Eating Heavily: Men Eat More in the Company of Women[pdf] - padobson
http://download.springer.com/static/pdf/496/art%253A10.1007%252Fs40806-015-0035-3.pdf?originUrl=http%3A%2F%2Flink.springer.com%2Farticle%2F10.1007%2Fs40806-015-0035-3&token2=exp=1448033008~acl=%2Fstatic%2Fpdf%2F496%2Fart%25253A10.1007%25252Fs40806-015-0035-3.pdf%3ForiginUrl%3Dhttp%253A%252F%252Flink.springer.com%252Farticle%252F10.1007%252Fs40806-015-0035-3*~hmac=e0848af72364ddf332969bd3f222ea125b6ce74d5ac4ccc1acf73af83908a45e
======
padobson
The paper comes to the conclusion that men eat more in the company of women
due to sexual selection.

I was wondering if maybe men ate more in the company of women because women
eat less, and there was more left over for the man.

But the experiment seems to control for this, as the restaurant serves both
salad and pizza in an all-you-can-eat buffet style (probably a Cici's?).

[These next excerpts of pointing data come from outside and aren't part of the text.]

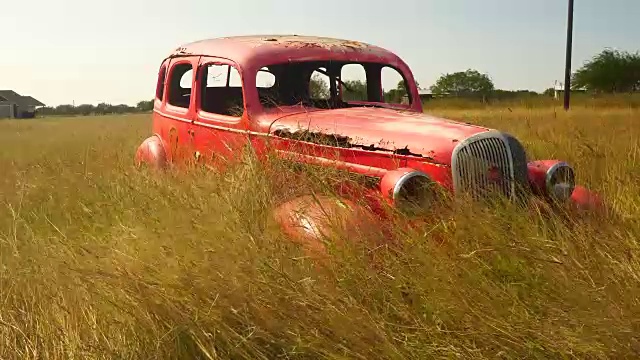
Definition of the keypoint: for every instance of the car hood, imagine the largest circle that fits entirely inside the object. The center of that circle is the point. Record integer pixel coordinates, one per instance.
(387, 129)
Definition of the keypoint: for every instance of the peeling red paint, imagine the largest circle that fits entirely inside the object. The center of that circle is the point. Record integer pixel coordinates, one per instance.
(371, 138)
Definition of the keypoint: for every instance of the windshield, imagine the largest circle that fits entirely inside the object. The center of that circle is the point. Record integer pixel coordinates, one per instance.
(331, 85)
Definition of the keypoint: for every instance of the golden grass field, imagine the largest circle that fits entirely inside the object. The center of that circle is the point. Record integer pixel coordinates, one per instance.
(101, 261)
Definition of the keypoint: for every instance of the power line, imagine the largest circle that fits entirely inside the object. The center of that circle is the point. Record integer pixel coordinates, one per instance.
(567, 69)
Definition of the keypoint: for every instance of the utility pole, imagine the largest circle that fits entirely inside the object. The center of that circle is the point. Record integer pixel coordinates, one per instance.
(567, 69)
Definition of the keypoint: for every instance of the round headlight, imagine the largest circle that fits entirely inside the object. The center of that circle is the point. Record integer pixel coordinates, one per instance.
(560, 181)
(409, 190)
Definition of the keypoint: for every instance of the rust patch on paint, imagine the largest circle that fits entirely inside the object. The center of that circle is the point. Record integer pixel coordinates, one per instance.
(340, 141)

So
there is, in effect, an unlimited amount of food to eat, but the diners can
choose exactly how much they want to eat, at slice-level (for pizza) or bowl-
level (for salad) granularity.

As opposed to another all-you-can-eat pizza place that might deliver whole
pizzas to the table, which two male friends might be more apt to split evenly,
whereas the male in a mixed couple might have more pizza available to him.